I am teaching inmates at a supermax prison this summer. We are reading William Shakespeare’s “King Lear.” Every student in my classroom was charged with murder, and, though the American judicial system imprisons its share of innocents, it is a safe bet that many if not most in my class have killed. At the same time, once you hear the stories of their lives, the terrifying domestic abuse, the crushing poverty, the cruelty of the streets, including police use of deadly force against unarmed people, the societal and parental abandonment, the frustration at not being able to live a life of dignity or find a job, the humiliation of being poorly educated—some went into prison illiterate—you begin to understand the power of the institutional racism and oppression that made them angry and finally dangerous.

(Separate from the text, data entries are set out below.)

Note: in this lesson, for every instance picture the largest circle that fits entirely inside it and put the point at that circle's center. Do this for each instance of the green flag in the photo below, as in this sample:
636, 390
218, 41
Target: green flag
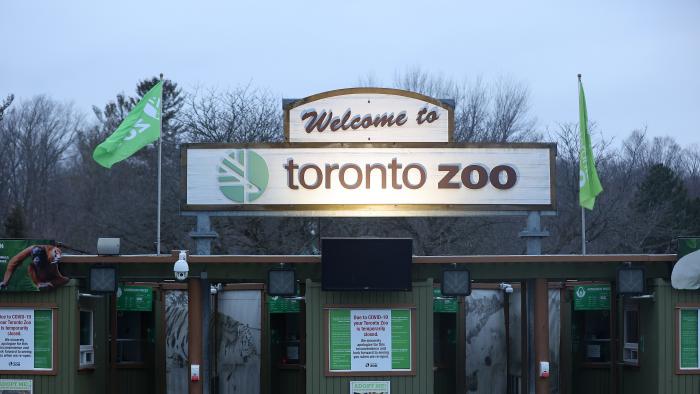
589, 184
139, 128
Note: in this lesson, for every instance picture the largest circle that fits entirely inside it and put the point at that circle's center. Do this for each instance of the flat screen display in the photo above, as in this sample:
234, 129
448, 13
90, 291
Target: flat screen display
381, 264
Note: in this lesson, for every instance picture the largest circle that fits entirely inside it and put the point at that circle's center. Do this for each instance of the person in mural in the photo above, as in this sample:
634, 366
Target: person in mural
43, 268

Marguerite Duras in her book “The War” describes how she and other members of the French Resistance kidnapped and tortured a 50-year-old Frenchman they suspected of collaborating with the Germans. The group allows two of its members who were beaten in Montluc prison at Lyon to strip the alleged informer and repeatedly beat him as onlookers shout: “Bastard. Traitor. Scum.” Blood and mucus soon run from his nose. His eye is damaged. He moans, “Ow, ow, oh, oh. …” He crumples in a heap on the floor. Duras wrote that he had “become someone without anything in common with other men. And with every minute the difference grows bigger and more established.” She goes on: “Every blow rings out in the silent room. They’re hitting at all the traitors, at the women who left, at all those who didn’t like what they saw from behind the shutters.” She departs before finding out if he is executed. She and her small resistance band had become Nazis. They acted no differently than Hamas did when it executed more than 15 suspected collaborators last week in Gaza
Our failure to understand the psychological mechanisms involved means that the brutality we inflict, and that is inflicted upon us, will continue in a deadly and self-defeating cycle in the Middle East as well as within poor urban areas of the United States. To break this cycle we have to examine ourselves and halt the indiscriminate violence that sustains our occupations. But examining ourselves instead of choosing the easy route of nationalist self-exaltation is hard and painful. These killings will stop only when we accept that the killers who should terrify us most are ourselves.